A fast GPU memory copy library based on NVIDIA GPUDirect RDMA technology
MIT License
898 stars 144 forks source link

Why D2H is relatively slower? #269

Closed yuxuanliuuu closed 1 year ago

yuxuanliuuu commented 1 year ago

Hi, 

I am trying to understand this line in the README.

Slow D-H, because the GPU BAR, which backs the mappings, can't be prefetched and so burst reads transactions are not generated through PCIE

I have 2 questions.

Why GPU BAR cannot be prefetched? As far as I know, BAR can be I/O resources or memory resources. The BARs should be labeled non-prefetch when they are control registers of the devices. However, since GPU BAR serves as GPU memory, why it cannot be labeled as prefetch?

In the README, no prefetched =>no PCIe burst reads transactions. Why the former leads to the latter?

I am curious about the reasons and would be more than happy if you could answer my questions. Thank you.

drossetti commented 1 year ago

That text is quite old and is incorrect for coherent platforms, e.g. GH200 and POWER9+V100, where the GPU memory can be cached by the CPU. In that case, entire cache lines are exchanged and good performance is obtained.

Why GPU BAR cannot be prefetched?

On non-coherent platforms, the CPU can create MMIO mappings of the GPU BAR. Prefetching per se refers to cache coherent platforms, and it does not apply to MMIO (UC) mappings. Current CPU ISAs do not support reading or writing larger than 8B/16B granules when targeting MMIO mappings, even when using vector extensions. On x86 platforms, Write-Combining (WC) mappings can improve write bandwidth, but do not help read performance.

Note that here I refer to CPU loads and stores, i.e. reads and writes generated by CPU instructions, which are interesting because of the their low latency properties. Besides that, there can be DMA engines, similar to the GPU Copy Engines, which provide full performance in exchange of higher latencies.

In the README, no prefetched =>no PCIe burst reads transactions.

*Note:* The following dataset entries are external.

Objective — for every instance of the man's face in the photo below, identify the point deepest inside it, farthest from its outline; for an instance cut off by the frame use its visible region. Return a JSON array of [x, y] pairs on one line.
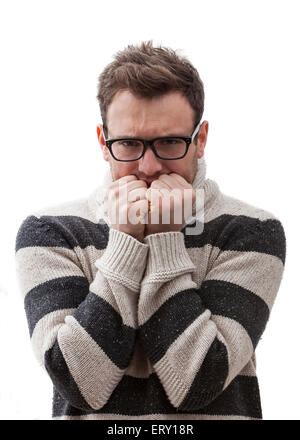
[[167, 115]]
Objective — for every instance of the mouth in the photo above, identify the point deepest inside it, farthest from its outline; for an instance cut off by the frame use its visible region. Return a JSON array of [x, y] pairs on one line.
[[148, 182]]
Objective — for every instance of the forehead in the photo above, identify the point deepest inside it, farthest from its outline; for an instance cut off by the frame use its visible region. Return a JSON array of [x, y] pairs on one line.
[[167, 114]]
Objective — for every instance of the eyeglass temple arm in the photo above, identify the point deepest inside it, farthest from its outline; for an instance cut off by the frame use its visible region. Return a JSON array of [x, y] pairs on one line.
[[196, 130]]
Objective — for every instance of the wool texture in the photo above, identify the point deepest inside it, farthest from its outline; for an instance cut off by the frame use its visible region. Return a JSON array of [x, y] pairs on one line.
[[166, 328]]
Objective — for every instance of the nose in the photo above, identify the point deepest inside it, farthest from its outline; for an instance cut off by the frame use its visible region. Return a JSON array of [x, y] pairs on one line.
[[149, 164]]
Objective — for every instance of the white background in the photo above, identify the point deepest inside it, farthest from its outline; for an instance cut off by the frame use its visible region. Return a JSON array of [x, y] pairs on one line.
[[247, 54]]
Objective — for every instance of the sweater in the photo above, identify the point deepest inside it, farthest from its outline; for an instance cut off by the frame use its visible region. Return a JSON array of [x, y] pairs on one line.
[[161, 329]]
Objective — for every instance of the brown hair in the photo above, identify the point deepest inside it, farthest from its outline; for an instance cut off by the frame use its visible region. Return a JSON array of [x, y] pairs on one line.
[[148, 71]]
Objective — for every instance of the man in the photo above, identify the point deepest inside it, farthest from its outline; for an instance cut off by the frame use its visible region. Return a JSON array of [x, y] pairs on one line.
[[146, 318]]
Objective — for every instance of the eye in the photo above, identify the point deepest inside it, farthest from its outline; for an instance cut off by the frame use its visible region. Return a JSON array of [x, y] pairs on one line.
[[130, 143], [169, 141]]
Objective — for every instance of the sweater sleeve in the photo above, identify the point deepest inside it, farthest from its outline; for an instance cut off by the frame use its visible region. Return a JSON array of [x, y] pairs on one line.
[[82, 334], [198, 339]]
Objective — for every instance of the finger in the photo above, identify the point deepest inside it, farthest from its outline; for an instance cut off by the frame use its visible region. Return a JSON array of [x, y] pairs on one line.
[[172, 181], [120, 190], [137, 194], [138, 212], [159, 184], [123, 180]]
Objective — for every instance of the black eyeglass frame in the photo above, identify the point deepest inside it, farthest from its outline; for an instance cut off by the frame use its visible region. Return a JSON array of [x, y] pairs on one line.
[[188, 140]]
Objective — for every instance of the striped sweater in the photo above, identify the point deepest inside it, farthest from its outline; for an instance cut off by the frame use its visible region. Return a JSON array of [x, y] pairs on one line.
[[164, 329]]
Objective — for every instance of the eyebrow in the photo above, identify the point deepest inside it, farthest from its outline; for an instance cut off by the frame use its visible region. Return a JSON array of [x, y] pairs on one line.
[[154, 137]]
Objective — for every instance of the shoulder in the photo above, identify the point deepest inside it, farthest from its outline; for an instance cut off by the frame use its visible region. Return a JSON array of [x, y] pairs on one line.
[[233, 224], [69, 224]]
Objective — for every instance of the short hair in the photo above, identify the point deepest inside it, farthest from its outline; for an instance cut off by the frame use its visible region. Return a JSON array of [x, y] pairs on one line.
[[148, 71]]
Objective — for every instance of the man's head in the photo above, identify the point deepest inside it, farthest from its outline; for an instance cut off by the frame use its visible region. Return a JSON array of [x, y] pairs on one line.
[[149, 92]]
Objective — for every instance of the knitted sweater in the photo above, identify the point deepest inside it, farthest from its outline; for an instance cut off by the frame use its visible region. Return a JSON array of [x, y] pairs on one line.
[[164, 329]]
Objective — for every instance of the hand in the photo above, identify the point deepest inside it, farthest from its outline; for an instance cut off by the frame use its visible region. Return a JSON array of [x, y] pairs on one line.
[[127, 205], [167, 210]]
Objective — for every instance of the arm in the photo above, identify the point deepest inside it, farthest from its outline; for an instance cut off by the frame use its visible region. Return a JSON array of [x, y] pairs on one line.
[[82, 334], [199, 339]]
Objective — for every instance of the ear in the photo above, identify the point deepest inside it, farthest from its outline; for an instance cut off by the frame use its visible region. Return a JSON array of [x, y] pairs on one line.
[[101, 141], [202, 138]]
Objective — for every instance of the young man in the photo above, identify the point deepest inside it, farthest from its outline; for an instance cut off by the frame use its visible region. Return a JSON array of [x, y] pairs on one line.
[[150, 318]]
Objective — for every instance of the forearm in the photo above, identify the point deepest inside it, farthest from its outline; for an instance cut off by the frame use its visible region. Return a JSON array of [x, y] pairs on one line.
[[199, 339], [83, 333]]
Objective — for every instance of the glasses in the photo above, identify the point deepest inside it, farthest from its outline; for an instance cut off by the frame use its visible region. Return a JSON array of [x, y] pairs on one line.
[[167, 148]]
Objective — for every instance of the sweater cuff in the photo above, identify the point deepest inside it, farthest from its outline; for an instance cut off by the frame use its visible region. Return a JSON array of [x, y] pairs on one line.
[[124, 259], [168, 256]]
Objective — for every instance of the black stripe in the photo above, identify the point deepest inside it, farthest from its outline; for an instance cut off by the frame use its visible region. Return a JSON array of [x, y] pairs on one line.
[[241, 233], [137, 397], [62, 231], [104, 324], [168, 322], [209, 380], [228, 232], [62, 379], [59, 293], [235, 302]]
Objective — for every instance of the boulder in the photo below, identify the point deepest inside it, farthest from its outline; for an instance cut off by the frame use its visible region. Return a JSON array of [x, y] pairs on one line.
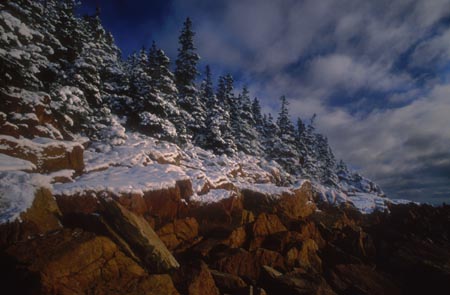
[[227, 283], [265, 225], [165, 205], [194, 278], [138, 234], [48, 155], [248, 264], [43, 216], [181, 231], [85, 203], [360, 279], [297, 205], [295, 283], [220, 217], [306, 256], [76, 262], [237, 238]]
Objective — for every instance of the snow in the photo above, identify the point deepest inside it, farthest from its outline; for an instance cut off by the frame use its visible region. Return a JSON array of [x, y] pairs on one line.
[[368, 203], [213, 196], [38, 144], [268, 189], [17, 192], [124, 180], [8, 163]]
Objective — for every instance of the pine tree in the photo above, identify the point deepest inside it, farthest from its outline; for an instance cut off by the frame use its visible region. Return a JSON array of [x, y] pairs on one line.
[[243, 124], [208, 97], [257, 115], [326, 162], [218, 134], [308, 138], [186, 63], [162, 82], [185, 75], [299, 139], [286, 152]]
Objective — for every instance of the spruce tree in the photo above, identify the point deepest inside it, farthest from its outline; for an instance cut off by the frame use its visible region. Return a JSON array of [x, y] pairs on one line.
[[243, 124], [162, 81], [257, 115], [185, 75], [219, 134], [186, 63]]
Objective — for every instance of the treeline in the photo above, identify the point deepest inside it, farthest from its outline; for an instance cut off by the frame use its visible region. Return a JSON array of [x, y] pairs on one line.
[[77, 62]]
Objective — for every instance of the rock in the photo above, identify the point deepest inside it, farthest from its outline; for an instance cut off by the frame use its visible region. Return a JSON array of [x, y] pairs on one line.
[[48, 155], [227, 283], [76, 262], [140, 236], [85, 203], [220, 217], [248, 264], [296, 206], [288, 204], [294, 283], [237, 238], [43, 216], [309, 230], [194, 278], [305, 257], [247, 217], [165, 205], [180, 231], [157, 285], [265, 225], [360, 279]]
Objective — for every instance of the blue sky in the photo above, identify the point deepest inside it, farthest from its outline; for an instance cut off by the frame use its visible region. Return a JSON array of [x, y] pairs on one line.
[[377, 73]]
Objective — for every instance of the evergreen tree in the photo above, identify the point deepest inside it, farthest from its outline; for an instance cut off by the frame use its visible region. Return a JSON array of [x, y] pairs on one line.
[[219, 134], [162, 82], [300, 144], [284, 122], [186, 63], [185, 75], [243, 124], [308, 138], [257, 116], [326, 162]]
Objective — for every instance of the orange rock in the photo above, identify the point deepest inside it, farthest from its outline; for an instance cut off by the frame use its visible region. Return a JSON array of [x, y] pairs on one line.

Why the former leads to the latter?

That is an experimental statement. When using cached mappings, loads and stores would trigger read/write transactions of entire cache lines, leading to large size PCIe transactions. As of today, PCIe does not support a cache coherency protocol, so on non-coherent platforms, the CPU mappings of the GPU BAR cannot be cached (C). The best you can do there is to use MMIO or WC mappings.

I hope that helps.

yuxuanliuuu commented 1 year ago

You have already solved my problem. Thanks a lot for your response!!!